# FanimeCon2014



## hannahthefurry5007 (Mar 6, 2014)

Anyone going? i might be and was wondering if any furs where.


----------



## Misomie (Mar 6, 2014)

Meeeee!~ I started to fix up Lucario last night so he should be ready by then.


----------



## twistedfayt (Mar 24, 2014)

I really want to go with my fursuit but I currently need to find someone to room with :/ I don't think that the usual group that I go with in years past will be attending this year so I need to find someone to stay with or to book a room and find people that way.


----------



## Misomie (May 20, 2014)

Oh man~ This weekend~


----------



## powderhound (May 20, 2014)

According to the meetup group there's 36 furs going right now. Perhaps you should join?


----------



## Misomie (May 20, 2014)

powderhound said:


> According to the meetup group there's 36 furs going right now. Perhaps you should join?

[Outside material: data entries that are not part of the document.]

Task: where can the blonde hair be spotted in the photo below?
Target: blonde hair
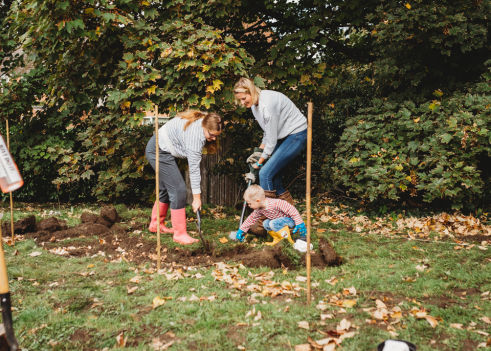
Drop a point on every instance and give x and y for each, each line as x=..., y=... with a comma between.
x=211, y=120
x=245, y=85
x=254, y=192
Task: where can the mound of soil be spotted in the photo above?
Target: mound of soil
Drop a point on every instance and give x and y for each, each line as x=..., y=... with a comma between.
x=113, y=241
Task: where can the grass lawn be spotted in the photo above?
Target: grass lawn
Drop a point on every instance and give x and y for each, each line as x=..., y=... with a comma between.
x=433, y=292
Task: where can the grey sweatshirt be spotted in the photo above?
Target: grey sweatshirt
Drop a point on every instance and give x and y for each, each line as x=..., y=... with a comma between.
x=278, y=117
x=185, y=144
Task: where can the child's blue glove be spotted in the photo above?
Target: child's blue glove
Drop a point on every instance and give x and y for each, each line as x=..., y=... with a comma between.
x=300, y=229
x=238, y=235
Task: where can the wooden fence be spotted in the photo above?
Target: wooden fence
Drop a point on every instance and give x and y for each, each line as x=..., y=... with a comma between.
x=217, y=189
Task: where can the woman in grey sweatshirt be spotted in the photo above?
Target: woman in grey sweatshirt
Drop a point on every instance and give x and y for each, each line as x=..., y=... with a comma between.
x=284, y=138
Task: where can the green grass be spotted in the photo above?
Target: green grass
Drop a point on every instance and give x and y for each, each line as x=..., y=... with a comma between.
x=83, y=303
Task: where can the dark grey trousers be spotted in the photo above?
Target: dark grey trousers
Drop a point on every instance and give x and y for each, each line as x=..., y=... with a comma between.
x=172, y=187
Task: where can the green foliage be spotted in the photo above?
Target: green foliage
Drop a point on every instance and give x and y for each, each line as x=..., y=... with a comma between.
x=435, y=151
x=104, y=64
x=420, y=46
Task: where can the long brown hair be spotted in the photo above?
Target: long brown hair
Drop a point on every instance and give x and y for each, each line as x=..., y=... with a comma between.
x=211, y=120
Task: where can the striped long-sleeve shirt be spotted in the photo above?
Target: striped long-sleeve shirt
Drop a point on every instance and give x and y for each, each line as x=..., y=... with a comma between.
x=275, y=208
x=185, y=144
x=278, y=117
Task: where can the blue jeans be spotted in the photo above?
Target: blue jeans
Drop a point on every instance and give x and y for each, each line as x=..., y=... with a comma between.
x=278, y=223
x=285, y=151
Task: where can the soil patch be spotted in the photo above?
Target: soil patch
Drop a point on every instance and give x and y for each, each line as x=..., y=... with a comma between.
x=105, y=236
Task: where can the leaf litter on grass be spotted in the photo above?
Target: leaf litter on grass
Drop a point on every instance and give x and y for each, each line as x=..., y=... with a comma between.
x=457, y=227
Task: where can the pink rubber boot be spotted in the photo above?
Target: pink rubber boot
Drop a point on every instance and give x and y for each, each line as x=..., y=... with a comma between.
x=162, y=208
x=179, y=224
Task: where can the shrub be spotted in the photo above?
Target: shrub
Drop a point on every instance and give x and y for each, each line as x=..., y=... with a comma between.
x=437, y=150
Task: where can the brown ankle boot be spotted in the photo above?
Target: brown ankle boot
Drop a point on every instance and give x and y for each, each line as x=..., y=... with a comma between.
x=257, y=228
x=287, y=197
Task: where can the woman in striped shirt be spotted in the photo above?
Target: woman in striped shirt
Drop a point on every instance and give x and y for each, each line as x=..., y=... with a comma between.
x=184, y=136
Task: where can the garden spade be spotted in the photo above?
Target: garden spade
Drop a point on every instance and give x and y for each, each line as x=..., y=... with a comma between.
x=251, y=178
x=198, y=223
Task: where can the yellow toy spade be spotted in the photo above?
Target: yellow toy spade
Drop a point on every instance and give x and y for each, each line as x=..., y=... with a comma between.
x=283, y=233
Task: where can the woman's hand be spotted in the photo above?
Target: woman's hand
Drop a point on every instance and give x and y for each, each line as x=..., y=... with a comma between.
x=258, y=164
x=196, y=202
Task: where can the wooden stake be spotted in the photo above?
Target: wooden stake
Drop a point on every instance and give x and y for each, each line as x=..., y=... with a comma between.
x=4, y=282
x=10, y=193
x=309, y=164
x=156, y=120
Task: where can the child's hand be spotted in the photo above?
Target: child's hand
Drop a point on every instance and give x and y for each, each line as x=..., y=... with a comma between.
x=239, y=235
x=300, y=229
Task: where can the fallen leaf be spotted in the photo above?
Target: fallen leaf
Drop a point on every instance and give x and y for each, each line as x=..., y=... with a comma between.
x=432, y=320
x=136, y=279
x=303, y=325
x=158, y=301
x=457, y=326
x=343, y=325
x=131, y=290
x=348, y=303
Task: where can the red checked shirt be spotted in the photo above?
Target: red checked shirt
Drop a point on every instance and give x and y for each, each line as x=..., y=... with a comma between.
x=275, y=208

I wasn't aware of there being a Fur meetup~ I'll have to check it out~


----------



## powderhound (May 20, 2014)

It's on the BAF meetup app. I'd go but with the fri rave and Califur it's too much.


----------



## Misomie (May 21, 2014)

powderhound said:


> It's on the BAF meetup app. I'd go but with the fri rave and Califur it's too much.



Oh. I don't have a cell.


----------



## CamouflageSheep (May 21, 2014)

I'm going, but I'm not suiting cause I don't have one ^^; But I will be rocking a few cosplays, if you see a thug!nagisa or a Jean with a horse head, that would be me XP


----------



## Misomie (May 21, 2014)

CamouflageSheep said:


> I'm going, but I'm not suiting cause I don't have one ^^; But I will be rocking a few cosplays, if you see a thug!nagisa or a Jean with a horse head, that would be me XP



I only have one cosplay this year. I'll be wearing Lucario around on Saturday. My boyfriend is determined to wear around his Ravio cosplay all weekend but I don't want Lucario to get too dirty. I'll probably just be wearing my Naruto headbands on Friday and Necomimis on Sunday. So I really only stand out on Saturday. XD


----------



## powderhound (May 22, 2014)

Misomie said:


> Oh. I don't have a cell.



Meetup.com search Bay Area Furries group. Join silly.


----------